Oh, and you know how I said that I was going to sleep in? Yep. Didn’t happen. At about seven in the morning there was a tapping at my window and mum was calling my name. It was really weird how much my dream changed when the tapping and name calling began. Apparently, she’d misplaced her glasses and because she was already outside and about to get in the car, she thought she’d walk around the house and wake me up so that I could go find them. It didn’t matter that it was the front door was much closer and that she didn’t have to move around plants to get to it. And it would’ve been much easier for her to look for her own glasses since she already knew where they were and I was too tired to grab my own glasses so that I could help her find them. I was reduced to bending over at a ninety degree angle and squinting ’til my eyes were practically shut to try and find them. I didn’t because that was when she decided that the front door wasn’t so hard to walk through and she picked her glasses up from the table that the keys rest on, before wishing my a good day and then leaving. I went back to bed hoping–praying–that I’d be able to go back to sleep because really, by now my eyes were stinging because they were so tired. They were mad at me. You know the feeling?

So forty minutes later I was up and typing up my outlines. Then I ate a nashi and some yoghurt, and playing Skyrim for a bit. And now I’m writing this. So that’s a catalogue of the first four hours of my day. Quite productive.

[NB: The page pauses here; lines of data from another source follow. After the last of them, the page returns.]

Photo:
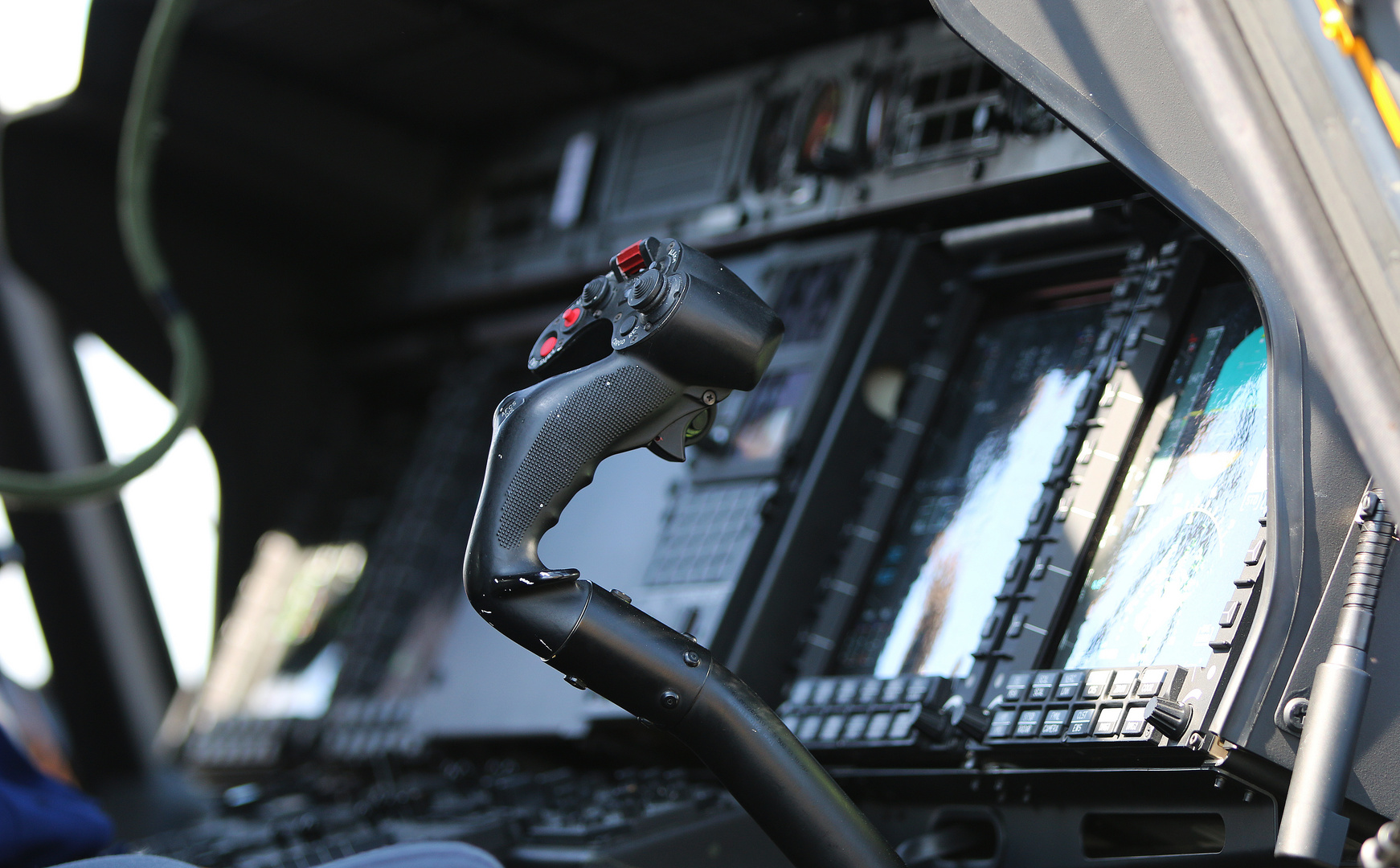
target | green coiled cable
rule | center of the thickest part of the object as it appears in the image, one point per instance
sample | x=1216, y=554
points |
x=135, y=162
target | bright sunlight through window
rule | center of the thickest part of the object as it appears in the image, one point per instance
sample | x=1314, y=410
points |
x=41, y=51
x=173, y=507
x=24, y=656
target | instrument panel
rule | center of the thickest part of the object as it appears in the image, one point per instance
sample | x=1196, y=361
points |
x=849, y=130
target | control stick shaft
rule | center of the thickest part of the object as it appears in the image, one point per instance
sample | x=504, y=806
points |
x=685, y=334
x=1312, y=826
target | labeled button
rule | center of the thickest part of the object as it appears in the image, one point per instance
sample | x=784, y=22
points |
x=879, y=726
x=1151, y=682
x=1001, y=723
x=832, y=728
x=1081, y=723
x=1018, y=622
x=801, y=690
x=892, y=690
x=1017, y=686
x=1042, y=686
x=1069, y=685
x=846, y=690
x=1134, y=721
x=1230, y=613
x=916, y=689
x=854, y=727
x=1107, y=723
x=903, y=723
x=1123, y=683
x=870, y=690
x=1096, y=683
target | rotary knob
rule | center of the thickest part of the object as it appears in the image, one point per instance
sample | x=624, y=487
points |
x=596, y=293
x=971, y=720
x=645, y=292
x=1171, y=719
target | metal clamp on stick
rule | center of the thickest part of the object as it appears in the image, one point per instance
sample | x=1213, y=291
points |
x=1312, y=826
x=685, y=334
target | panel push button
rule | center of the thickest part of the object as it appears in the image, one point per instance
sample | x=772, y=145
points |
x=1107, y=723
x=1042, y=686
x=1070, y=683
x=1134, y=721
x=1001, y=721
x=1096, y=683
x=1017, y=686
x=1123, y=683
x=1054, y=723
x=1230, y=613
x=1151, y=682
x=1081, y=723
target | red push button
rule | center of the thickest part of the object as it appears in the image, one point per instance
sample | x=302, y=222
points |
x=632, y=260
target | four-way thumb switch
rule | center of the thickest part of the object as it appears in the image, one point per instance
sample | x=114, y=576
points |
x=1169, y=717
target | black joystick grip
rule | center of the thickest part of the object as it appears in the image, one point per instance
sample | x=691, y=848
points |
x=685, y=334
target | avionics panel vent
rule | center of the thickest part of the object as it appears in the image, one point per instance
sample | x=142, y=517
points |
x=677, y=160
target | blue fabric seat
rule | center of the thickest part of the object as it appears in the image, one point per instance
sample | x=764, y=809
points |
x=43, y=821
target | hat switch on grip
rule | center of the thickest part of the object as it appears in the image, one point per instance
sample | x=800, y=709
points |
x=685, y=334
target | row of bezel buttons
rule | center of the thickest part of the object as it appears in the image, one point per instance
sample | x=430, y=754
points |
x=1107, y=720
x=1079, y=683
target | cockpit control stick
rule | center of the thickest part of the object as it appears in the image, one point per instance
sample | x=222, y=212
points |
x=1312, y=828
x=685, y=334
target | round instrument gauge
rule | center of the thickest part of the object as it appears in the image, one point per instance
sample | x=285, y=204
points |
x=821, y=126
x=772, y=145
x=878, y=118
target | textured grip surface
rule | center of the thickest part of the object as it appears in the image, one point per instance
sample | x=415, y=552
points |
x=587, y=424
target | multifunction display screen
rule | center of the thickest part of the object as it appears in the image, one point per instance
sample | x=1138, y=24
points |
x=808, y=297
x=982, y=471
x=1189, y=507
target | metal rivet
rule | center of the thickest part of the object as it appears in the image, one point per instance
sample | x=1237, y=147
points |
x=1296, y=713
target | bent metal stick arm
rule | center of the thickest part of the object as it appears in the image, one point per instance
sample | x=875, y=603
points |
x=686, y=332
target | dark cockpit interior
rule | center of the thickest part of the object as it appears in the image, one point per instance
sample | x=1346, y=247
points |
x=1034, y=531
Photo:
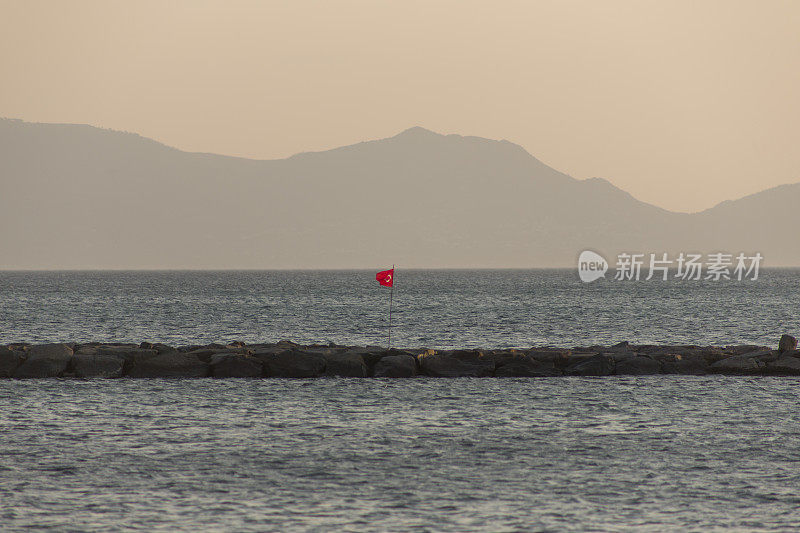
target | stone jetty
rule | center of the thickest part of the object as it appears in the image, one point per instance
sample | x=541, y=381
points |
x=286, y=359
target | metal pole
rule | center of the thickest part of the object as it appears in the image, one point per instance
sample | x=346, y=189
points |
x=391, y=291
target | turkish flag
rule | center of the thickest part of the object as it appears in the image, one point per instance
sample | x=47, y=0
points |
x=385, y=277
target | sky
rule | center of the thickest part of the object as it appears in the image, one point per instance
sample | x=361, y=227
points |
x=681, y=103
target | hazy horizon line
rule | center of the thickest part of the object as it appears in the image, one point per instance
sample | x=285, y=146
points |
x=242, y=158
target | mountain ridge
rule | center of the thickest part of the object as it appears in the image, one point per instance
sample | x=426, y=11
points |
x=85, y=197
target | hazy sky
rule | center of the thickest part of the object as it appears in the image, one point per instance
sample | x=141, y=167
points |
x=683, y=104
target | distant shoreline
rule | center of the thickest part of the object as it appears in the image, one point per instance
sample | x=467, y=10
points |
x=289, y=360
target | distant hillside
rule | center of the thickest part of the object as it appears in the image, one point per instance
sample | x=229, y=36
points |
x=74, y=196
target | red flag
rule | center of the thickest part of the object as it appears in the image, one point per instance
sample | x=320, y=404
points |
x=385, y=277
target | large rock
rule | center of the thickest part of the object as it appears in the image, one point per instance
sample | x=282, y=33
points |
x=396, y=366
x=97, y=365
x=738, y=364
x=525, y=366
x=169, y=365
x=235, y=365
x=347, y=364
x=292, y=364
x=692, y=364
x=596, y=365
x=456, y=363
x=9, y=361
x=637, y=366
x=45, y=361
x=787, y=344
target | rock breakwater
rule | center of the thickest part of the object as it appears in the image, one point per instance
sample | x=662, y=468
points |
x=286, y=359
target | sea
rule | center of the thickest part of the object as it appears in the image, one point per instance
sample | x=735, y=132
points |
x=626, y=453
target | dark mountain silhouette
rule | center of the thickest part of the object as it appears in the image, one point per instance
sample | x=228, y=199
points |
x=74, y=196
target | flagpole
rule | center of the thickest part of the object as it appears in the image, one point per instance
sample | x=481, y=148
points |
x=391, y=291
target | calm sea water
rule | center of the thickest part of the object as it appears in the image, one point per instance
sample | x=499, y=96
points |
x=670, y=453
x=665, y=453
x=461, y=308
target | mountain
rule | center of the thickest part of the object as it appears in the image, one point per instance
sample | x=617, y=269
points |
x=75, y=196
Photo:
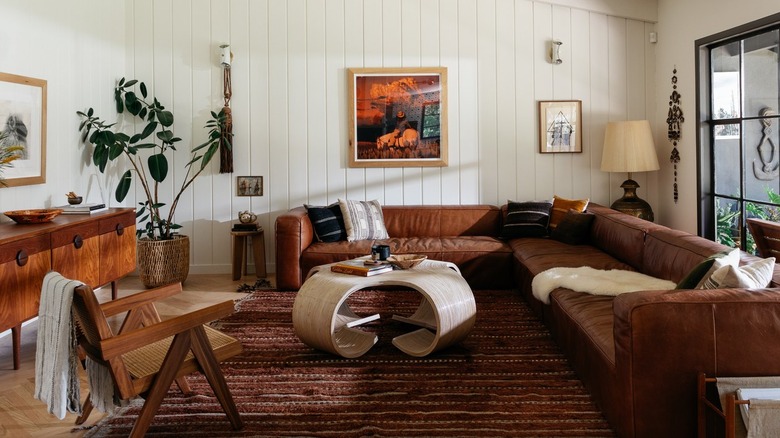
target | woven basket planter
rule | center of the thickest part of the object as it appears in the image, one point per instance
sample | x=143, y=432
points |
x=162, y=262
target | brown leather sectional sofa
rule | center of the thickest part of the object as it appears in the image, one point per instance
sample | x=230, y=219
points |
x=638, y=353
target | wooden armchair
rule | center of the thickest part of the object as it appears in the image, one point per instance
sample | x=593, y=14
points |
x=767, y=236
x=148, y=354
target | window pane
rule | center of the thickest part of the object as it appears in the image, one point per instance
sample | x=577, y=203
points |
x=726, y=156
x=760, y=73
x=725, y=81
x=762, y=158
x=727, y=222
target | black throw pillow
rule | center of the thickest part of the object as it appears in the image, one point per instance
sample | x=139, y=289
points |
x=328, y=222
x=574, y=228
x=526, y=219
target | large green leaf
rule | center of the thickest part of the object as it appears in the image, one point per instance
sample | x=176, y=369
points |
x=158, y=167
x=124, y=186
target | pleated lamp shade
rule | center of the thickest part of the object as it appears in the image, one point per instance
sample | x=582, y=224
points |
x=629, y=147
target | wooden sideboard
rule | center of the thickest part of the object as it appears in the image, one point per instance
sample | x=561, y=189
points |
x=96, y=249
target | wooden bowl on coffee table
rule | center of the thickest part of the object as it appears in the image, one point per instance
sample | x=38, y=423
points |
x=406, y=261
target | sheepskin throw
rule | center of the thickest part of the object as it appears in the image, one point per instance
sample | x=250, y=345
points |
x=594, y=281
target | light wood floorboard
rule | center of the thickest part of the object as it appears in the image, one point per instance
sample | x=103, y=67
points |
x=21, y=415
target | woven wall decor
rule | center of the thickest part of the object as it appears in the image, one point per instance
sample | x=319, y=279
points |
x=674, y=120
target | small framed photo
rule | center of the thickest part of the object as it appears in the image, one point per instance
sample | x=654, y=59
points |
x=560, y=126
x=249, y=186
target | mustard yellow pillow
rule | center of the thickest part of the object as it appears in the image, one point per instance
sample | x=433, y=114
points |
x=561, y=207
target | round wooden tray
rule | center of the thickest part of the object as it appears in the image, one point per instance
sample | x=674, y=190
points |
x=35, y=216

I’m still grumpy at mum though. No love tea for her tonight. Oh, who am I kidding? I’m totally gonna cave and make her a cup.

So in addition to posting babble like this because no one’s around to hear me (I’m going to the doctor this afternoon because of some weird rash on my foot that looks like a disease. I really want to tell someone, but I don’t think they’ll be very interested), I’ll be posting some drawings that I’ve done whilst writing my book, and other stuff of the like.